Dewasa ini pun banyak terjadi aksi atau gerakan-gerakan dari mahasiswa. Kita harus ingat bahwa ada hal-hal yang mendasari itu. Bahkan saat ini di internal kampus saya, ada persoalan yang masih menuai kecaman oleh mahasiswa. Yakni: aturan kampus yang tumpang-tindih. Persoalan tidak boleh beraktivitas apapun di kampus, untuk menghidari menularnya virus corona. Itu aturan yang dikeluarkan, tapi ternyata benar, "hukum dibuat untuk di langgar."
Berbagai aktivitas mulai dilakukan di lingkungan kampus. Mulai dari kegiatan MTQ, LKM yang dibuat 4 fakultas, dan lain sebagainya. Itu yang menuai kecaman dari mahasiswa IAIN Manado. Kuliah tetap online, padahal penyerapan materi tidak begitu efektif, alias tidak terlalu bisa dipahami, dikarenakan berbagai kendala, baik itu persoalan jaringan, data internet, dsb.
Belum lagi soal aksi penolakan Omnibus Law kemarin, persoalan berbangsa dan bernegara; untuk hajat hidup orang banyak. Tapi kebanyakan mahasiswa tidak ada yang betul-betul menyuarakan ketimpangan aturan ini, padahal kita sebagai mahasiswa haruslah bersemangat untuk terus menyurakan keadilan, menyuarakan kebenaran. Karena memang, bagi saya, apa yang lebih puitis dan indah tidak lain adalah berbicara soal kebenaran.
Orientasi dan tujuan gerakan kita sebagai mahasiswa harus sama. Perubahan sosial tidak akan ada jika hanya dengan gerakan sekali, atau dua kali (misalnya demonstrasi), lalu selesai. Tidak ada kontinuitas atau keberlanjutan arah geraknya. Seperti yang sering dilakukan oleh DEMA, SEMA, dan lembaga-lembaga internal lainnya yang ada di kampus kita. Gerakan atau “aksi” seolah-olah hanya bersifat formalitas dan menjadi momen-momen sesaat saja.
Seharusnya, pendidikan tinggi menjadi bagian dari institusi sosial yang ikut mendorong terbentuknya masyarakat etis-demokratis. Ketika pendidikan tinggi kehilangan nalar kritisnya maka ia tidak mampu menjadi pencerah bagi masyarakat, atau menjadi agen untuk membuat perubahan di masyarakat. Namun sebaliknya, pendidikan tinggi semakin jauh dari realitas masyarakat.

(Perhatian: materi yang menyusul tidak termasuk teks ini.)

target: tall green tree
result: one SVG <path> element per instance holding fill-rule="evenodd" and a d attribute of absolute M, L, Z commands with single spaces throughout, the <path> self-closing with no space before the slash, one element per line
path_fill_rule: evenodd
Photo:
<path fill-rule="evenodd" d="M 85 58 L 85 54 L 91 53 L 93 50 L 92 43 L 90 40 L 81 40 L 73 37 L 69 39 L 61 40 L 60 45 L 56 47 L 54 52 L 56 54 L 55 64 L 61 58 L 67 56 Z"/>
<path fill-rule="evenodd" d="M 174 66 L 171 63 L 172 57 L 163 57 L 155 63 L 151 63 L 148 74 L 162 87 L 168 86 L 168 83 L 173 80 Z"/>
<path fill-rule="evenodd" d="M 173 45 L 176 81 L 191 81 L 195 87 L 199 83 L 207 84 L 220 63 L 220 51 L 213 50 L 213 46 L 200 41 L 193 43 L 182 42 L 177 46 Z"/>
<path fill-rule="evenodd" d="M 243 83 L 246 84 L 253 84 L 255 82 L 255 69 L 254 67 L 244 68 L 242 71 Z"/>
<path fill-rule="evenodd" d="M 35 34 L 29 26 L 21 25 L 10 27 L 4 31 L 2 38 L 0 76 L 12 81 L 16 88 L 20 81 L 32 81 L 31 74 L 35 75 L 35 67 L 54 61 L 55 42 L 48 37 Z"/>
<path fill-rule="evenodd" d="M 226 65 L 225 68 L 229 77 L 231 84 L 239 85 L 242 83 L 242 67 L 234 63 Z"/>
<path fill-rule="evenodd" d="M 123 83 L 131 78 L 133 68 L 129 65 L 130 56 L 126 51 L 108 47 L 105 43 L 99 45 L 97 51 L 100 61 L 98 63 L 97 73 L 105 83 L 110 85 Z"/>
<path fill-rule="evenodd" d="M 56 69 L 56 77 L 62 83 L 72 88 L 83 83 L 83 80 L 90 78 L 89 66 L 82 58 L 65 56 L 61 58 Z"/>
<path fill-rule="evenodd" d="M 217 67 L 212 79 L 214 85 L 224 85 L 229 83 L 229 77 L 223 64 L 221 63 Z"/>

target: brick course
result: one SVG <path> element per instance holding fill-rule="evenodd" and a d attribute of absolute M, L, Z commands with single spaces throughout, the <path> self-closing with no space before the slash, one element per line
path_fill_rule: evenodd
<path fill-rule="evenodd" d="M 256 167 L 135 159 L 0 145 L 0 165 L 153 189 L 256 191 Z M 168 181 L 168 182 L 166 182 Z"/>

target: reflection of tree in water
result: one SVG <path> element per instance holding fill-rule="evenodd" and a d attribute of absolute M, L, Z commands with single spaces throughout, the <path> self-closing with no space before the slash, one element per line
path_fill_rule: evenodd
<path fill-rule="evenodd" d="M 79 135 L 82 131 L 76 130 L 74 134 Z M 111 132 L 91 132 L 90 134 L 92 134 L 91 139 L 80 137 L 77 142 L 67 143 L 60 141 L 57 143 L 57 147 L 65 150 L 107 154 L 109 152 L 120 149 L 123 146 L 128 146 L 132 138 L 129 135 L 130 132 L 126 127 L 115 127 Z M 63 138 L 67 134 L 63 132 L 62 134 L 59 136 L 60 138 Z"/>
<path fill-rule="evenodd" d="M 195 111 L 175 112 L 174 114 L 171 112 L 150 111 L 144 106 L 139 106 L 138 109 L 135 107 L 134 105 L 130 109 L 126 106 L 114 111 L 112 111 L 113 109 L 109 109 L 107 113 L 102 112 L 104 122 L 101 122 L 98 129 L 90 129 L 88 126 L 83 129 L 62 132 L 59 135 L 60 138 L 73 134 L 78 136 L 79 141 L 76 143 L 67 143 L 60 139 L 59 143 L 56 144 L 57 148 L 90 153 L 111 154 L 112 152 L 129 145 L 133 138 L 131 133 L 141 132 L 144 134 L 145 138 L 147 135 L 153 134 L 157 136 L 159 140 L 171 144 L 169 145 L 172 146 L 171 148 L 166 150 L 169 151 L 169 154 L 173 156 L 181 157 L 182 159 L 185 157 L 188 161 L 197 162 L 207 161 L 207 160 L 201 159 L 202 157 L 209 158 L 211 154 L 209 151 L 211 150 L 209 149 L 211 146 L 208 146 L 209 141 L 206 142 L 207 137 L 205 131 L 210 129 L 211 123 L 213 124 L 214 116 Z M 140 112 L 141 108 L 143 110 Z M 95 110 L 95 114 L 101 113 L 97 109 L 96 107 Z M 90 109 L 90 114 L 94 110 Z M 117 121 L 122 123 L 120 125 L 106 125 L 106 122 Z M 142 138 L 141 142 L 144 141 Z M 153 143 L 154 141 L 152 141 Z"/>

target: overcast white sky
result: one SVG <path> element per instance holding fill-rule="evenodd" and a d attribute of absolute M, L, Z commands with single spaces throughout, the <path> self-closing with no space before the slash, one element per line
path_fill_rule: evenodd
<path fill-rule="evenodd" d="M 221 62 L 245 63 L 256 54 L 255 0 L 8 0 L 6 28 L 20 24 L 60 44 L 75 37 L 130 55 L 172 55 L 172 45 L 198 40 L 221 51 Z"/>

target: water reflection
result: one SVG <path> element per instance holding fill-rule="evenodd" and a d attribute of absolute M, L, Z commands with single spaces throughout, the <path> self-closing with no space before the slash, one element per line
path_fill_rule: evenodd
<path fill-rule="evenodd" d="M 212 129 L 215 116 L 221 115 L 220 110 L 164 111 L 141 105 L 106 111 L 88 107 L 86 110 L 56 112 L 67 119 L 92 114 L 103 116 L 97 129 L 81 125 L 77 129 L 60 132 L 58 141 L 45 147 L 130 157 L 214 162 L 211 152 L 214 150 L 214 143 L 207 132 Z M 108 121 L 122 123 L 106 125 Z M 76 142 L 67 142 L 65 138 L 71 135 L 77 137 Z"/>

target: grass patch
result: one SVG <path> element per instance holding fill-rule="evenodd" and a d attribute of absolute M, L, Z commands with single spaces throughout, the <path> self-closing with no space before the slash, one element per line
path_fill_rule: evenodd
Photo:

Seperti yang di katakan oleh Soe Hok Gie, diawal tulisan ini. Saya memaknai kata 'merdeka' yang di maksud yaitu: kapan bersikap apatis, kapan menjadi merdeka dalam memilih, kapan mengikuti arus, dan kapan harus melawan arus, bila dirasa perlu dan sesuai menurut nilai kebenaran yang kita yakini.
Dan terakhir, Saya bukanlah pemilik kebenaran yang mutlak.